Everyone Loves You When You’re Dead
Journeys Into Fame And Madness
Paperback
By Neil Strauss
HarperCollins/It Books
Release date: March 15, 2011
To say that Everyone Loves You When You’re Dead is merely a collection of interviews with celebrities and major contributors to decades of pop culture would be to sell it short. There’s a lot more to this book, just as there’s a lot more to a person beyond their fame and public achievements. Behind the personas that are created to market the products of their talents are (surprise!) real people. In his latest book, author Neil Strauss does what he does best: drawing the famous (and in some cases, the not-so-famous-but-should-be) out of their protective shells and somehow getting them to voluntarily lift up their skirts and show him their knickers, whether they be pretty, plastic, stained, or bloody. We get the unabashed truth, not a stylized or sanitized version of it.
I expected nothing less from Strauss, who also wrote The Dirt with Motley Crue, which I adored for its raw honesty, and How to Make Love Like a Porn Star, co-written with Jenna Jameson. Most of the usual players are featured here, such as Madonna, Lady Gaga, Snoop Dogg, and Christina Aguilera. We’re also treated to interview snippets with greats like Johnny Cash, Loretta Lynn, Bo Diddley, and Chuck Berry, as well as some surprises like Hugh Laurie, Russel Brand, Rick James, the CIA, and Chic (makers of what have become classic disco songs that everyone gets up and dances to at a wedding — including this metalhead). We also hear from DJs who risk their lives to spin records in warzones, roadies who are dog-tired, groupies for whom reality does a one-eighty the day after the night before, concert promoters in racist towns and highly entertaining genuine crazy people. This is but a brief list of some two hundred-plus characters that have all played some part in pop culture history.
Strauss brilliantly captures the peculiar weirdness that often accompanies fame and shares the sometimes smelly, sometimes tragic and more often awkward and humorous details with the rest of us, one brief conversation at a time. If you’ve ever wished to be a fly on the wall when a celebrity interview takes a bizarre or particularly compelling turn, like when Tom Cruise suddenly punches a clock for no apparent reason, you will love this book. It is chock full of those moments that normally wouldn’t make it into the slick magazine pieces or featured stories in family newspapers that Strauss is so well known for. He strips away all pretenses and formality from the celebrity interview format and becomes part of the action in every scene.

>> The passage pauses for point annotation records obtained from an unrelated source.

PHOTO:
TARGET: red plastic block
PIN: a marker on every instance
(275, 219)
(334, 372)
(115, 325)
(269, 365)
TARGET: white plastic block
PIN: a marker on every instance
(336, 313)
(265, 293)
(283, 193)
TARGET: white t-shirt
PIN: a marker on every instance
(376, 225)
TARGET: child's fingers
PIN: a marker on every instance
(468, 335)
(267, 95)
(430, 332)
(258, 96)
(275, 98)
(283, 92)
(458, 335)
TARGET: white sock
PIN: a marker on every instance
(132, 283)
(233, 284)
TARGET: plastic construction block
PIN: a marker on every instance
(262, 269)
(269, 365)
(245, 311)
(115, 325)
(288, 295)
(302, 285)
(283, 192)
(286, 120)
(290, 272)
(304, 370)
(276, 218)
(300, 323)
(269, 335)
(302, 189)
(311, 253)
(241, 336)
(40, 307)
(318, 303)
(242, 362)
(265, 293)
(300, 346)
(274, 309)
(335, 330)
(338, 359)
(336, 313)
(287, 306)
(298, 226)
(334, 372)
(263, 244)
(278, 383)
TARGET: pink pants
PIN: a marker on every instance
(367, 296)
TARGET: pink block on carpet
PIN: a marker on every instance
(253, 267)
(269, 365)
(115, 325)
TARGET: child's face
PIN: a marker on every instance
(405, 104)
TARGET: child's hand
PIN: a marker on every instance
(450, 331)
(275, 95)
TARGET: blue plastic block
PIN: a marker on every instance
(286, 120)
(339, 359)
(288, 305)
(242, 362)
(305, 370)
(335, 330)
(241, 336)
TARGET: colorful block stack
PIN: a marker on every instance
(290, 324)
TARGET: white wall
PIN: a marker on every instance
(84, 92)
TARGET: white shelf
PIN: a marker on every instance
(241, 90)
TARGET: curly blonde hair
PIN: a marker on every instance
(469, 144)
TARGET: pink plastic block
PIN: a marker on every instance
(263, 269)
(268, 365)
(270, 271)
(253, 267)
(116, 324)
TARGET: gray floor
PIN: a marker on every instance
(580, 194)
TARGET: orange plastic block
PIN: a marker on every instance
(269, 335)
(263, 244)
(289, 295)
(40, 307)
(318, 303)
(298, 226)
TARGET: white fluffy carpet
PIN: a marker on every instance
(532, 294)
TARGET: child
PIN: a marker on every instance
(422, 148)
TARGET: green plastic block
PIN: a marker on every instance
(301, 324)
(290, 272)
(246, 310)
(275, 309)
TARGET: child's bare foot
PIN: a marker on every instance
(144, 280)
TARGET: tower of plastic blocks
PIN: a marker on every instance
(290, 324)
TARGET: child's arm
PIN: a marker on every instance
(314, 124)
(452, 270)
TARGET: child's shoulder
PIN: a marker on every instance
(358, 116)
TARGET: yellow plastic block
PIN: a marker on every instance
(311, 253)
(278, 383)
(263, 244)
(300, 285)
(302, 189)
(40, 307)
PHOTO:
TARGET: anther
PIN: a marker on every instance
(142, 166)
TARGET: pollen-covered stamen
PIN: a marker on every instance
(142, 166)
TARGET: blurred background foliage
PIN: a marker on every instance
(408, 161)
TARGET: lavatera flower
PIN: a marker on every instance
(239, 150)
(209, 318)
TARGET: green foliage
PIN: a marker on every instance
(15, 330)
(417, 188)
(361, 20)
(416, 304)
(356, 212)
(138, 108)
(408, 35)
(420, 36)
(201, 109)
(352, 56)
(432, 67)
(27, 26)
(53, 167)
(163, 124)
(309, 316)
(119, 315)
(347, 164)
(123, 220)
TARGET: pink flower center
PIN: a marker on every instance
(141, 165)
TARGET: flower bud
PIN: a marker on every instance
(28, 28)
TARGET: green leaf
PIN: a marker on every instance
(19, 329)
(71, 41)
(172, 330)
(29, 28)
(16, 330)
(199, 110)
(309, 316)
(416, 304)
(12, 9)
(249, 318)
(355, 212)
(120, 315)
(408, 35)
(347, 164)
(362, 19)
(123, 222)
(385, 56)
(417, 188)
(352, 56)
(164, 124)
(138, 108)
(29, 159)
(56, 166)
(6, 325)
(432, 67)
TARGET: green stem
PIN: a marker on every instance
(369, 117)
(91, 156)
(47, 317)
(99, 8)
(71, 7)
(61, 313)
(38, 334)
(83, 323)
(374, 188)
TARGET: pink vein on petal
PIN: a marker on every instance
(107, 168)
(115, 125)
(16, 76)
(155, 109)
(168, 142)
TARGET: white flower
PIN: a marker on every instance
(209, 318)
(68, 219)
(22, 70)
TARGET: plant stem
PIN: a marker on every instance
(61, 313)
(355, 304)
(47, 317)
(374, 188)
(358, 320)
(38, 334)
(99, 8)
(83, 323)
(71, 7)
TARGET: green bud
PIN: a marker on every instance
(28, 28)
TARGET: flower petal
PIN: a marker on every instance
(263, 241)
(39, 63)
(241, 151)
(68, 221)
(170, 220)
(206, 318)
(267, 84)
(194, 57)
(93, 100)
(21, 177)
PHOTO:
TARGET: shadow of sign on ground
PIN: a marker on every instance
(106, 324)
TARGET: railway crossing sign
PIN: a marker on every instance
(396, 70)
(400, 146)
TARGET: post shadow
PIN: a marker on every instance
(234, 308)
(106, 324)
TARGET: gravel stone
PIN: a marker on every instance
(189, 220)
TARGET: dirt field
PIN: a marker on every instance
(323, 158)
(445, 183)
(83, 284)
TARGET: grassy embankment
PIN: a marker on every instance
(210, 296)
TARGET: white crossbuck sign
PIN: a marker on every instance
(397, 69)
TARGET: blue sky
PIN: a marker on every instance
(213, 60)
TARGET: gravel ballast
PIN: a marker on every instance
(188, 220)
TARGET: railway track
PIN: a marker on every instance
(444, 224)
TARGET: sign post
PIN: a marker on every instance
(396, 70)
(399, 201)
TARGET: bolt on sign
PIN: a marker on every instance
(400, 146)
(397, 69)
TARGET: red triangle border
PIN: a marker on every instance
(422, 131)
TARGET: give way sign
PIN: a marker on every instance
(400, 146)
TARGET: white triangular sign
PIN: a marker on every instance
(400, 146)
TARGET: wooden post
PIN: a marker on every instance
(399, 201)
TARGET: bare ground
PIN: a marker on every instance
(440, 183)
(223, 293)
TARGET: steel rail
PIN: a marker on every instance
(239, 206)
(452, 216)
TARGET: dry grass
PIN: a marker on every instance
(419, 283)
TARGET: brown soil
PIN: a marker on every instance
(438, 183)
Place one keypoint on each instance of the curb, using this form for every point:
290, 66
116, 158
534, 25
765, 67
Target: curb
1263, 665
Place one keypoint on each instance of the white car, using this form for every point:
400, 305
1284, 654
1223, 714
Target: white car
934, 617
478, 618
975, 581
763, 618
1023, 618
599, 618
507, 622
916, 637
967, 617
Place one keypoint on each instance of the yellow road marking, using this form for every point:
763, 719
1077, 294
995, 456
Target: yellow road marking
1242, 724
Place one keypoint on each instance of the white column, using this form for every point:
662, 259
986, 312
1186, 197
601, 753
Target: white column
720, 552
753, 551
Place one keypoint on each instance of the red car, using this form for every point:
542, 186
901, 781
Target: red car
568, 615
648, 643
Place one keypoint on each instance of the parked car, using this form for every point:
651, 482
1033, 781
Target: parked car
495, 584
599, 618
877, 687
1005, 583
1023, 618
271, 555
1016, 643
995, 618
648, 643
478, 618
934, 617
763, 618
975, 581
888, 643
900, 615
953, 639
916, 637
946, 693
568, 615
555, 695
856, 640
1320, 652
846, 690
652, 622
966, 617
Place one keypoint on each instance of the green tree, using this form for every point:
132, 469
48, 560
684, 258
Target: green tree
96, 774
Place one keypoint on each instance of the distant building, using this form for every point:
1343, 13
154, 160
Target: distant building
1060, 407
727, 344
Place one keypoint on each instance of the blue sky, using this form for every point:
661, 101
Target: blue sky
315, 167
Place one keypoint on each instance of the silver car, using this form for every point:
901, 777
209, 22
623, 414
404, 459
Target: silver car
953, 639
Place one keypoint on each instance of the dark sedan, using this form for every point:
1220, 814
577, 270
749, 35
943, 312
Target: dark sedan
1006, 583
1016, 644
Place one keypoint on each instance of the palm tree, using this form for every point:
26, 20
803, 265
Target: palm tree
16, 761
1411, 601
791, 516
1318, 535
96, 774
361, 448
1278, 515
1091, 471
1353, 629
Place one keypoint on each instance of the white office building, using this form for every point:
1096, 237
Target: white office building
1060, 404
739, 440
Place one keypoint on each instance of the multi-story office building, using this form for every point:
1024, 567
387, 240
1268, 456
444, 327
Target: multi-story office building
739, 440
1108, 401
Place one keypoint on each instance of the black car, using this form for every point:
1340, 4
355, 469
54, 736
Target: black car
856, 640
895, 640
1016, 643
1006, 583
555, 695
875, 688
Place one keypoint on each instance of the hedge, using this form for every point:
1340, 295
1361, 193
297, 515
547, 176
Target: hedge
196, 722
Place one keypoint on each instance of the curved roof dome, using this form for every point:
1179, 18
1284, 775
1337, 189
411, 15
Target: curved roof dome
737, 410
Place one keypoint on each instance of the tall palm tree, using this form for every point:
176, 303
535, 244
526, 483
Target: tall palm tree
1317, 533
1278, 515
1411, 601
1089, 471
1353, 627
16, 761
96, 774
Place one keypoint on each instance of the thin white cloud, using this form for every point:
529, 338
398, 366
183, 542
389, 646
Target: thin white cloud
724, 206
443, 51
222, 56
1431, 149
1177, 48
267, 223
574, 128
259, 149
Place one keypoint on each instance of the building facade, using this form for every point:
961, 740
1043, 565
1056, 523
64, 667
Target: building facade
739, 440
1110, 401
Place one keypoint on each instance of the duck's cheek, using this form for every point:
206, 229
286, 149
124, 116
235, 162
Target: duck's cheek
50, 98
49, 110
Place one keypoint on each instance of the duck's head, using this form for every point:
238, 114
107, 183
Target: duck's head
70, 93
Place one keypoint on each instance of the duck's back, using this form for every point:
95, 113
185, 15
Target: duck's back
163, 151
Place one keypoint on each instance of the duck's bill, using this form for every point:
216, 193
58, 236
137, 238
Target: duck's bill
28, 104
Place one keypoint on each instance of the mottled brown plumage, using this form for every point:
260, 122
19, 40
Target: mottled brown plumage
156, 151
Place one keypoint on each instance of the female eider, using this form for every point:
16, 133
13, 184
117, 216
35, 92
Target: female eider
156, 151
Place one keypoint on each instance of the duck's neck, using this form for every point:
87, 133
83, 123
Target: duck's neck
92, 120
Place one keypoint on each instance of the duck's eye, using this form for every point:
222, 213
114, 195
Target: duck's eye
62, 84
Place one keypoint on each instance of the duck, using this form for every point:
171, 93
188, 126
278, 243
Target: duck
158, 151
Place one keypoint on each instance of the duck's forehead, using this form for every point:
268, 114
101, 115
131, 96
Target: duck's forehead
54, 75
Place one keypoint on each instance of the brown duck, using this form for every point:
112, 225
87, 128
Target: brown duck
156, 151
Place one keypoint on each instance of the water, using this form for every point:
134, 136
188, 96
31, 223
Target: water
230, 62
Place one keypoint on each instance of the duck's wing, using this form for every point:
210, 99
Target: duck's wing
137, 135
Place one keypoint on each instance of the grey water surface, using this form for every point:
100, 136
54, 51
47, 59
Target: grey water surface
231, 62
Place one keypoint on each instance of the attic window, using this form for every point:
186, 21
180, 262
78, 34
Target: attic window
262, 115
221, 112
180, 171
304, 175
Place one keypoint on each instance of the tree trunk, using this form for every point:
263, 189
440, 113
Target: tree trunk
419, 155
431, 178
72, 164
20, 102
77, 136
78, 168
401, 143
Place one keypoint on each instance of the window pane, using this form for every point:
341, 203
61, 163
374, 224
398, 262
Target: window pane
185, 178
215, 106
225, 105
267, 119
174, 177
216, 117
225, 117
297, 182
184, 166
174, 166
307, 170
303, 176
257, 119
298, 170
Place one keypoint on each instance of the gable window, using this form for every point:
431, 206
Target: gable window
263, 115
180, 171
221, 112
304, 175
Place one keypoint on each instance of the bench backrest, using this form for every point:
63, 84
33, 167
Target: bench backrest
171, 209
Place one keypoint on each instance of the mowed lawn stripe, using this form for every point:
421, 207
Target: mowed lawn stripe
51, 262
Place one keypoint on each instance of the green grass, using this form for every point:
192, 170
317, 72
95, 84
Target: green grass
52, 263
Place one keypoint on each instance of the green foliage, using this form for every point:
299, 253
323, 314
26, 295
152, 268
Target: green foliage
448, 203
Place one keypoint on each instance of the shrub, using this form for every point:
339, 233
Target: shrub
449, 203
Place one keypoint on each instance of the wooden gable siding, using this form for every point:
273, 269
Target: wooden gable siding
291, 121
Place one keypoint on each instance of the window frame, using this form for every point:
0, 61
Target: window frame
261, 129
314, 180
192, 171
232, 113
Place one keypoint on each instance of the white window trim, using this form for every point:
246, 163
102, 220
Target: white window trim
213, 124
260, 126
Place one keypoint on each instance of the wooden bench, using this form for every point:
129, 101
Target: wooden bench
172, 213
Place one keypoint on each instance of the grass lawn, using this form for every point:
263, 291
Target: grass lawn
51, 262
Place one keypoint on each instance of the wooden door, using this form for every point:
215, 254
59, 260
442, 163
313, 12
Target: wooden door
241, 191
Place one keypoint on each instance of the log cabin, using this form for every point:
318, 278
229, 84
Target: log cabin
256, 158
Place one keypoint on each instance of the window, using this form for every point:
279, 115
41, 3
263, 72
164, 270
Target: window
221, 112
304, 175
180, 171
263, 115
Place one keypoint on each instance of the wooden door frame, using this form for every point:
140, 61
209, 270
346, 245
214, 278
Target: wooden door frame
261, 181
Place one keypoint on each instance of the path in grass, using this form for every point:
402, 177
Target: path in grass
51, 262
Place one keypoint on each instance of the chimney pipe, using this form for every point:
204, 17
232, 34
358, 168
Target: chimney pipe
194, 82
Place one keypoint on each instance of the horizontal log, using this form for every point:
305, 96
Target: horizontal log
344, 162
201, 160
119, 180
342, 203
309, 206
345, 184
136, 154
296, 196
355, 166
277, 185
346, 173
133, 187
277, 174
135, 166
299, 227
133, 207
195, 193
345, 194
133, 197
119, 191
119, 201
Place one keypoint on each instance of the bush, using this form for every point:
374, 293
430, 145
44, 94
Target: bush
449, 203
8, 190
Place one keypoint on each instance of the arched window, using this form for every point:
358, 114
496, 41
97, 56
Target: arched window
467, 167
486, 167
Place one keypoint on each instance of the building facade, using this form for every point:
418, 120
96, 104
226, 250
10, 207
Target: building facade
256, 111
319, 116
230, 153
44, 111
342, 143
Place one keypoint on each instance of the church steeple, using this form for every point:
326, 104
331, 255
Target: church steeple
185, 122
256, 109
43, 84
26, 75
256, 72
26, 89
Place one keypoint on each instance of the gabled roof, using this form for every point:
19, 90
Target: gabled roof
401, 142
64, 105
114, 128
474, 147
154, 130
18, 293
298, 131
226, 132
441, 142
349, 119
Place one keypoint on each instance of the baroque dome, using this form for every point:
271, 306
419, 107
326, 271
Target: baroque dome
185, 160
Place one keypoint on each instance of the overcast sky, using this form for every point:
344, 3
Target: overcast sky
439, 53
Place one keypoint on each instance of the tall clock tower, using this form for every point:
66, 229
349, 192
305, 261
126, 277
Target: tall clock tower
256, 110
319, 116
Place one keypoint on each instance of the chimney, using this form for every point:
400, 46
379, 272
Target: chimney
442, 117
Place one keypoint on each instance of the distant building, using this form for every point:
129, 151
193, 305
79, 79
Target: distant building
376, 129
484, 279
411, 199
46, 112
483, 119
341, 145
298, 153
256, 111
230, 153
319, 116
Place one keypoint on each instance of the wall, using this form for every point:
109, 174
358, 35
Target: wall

Billed on the inside as a “Comedy in Ten Acts”, Strauss presents each act, or chapter, so that each vignette flows seamlessly into the next and all are appropriately organized under fun chapter titles, such as “Act 5: The Rock and Roll Cliché Can Go Fuck Itself”. Hilarious illustrations in each chapter are done in the style of old tymey newspaper ads with interview subjects hawking amusing wares and services (I want a giant poster of the one on page 500).
Over all, this book is a fun and informative read. I learned that Ludacris could have yet another career as a game show host, that one should buckle up when riding in a car with Neil Young, Courtney Love may try to stick you with dirty needles and that one may need a decent pair of PJs to interview Jewel. The most poignant section for me was toward the end of the book where Strauss discusses legendary rock critic, Paul Nelson, whose influence made rock stars of almost every artist he either wrote about in Rolling Stone magazine or mentored during his stint as a publicist at Mercury Records. Nelson was a true friend to the artists whose lives he touched professionally and, by all accounts, one of the most talented writers of his time. Strauss conveys the sad story of Nelson’s lonely demise in a way that truly hit home for this writer; in our often torturous solitary endeavors to get the absolute right words out every time, we are never quite as alone as we think we are.
My only issue with the book is that there are no dates provided with the interviews. I’d have been satisfied just knowing the year in which each interview had taken place in order to provide some construct of time for me. Ultimately, I suppose, it doesn’t really matter because the point of the book is the content itself and not an actual timeline of pop culture history. The famous and the infamous have doubts, insecurities and other problems just like the rest of us, only theirs are usually more expensive and made worse by media distortion and public scrutiny. Some celebrities are elevated to near-saint status after they’re gone (Michael Jackson) while some fail to redeem themselves in life and in death (Ike Turner).
Fame is a mad, mad world. Thanks to Neil Strauss, we can vicariously experience the thrill of their lives without ever having to show our knickers or dodge any bullets while buying pampers.
Nice review. Sounds like my kind of book. It’s on my short list now. Thanks!
Comment by Wesmess — May 8, 2011 @ 7:54 am
Wow! Thanks! It really is a fun read.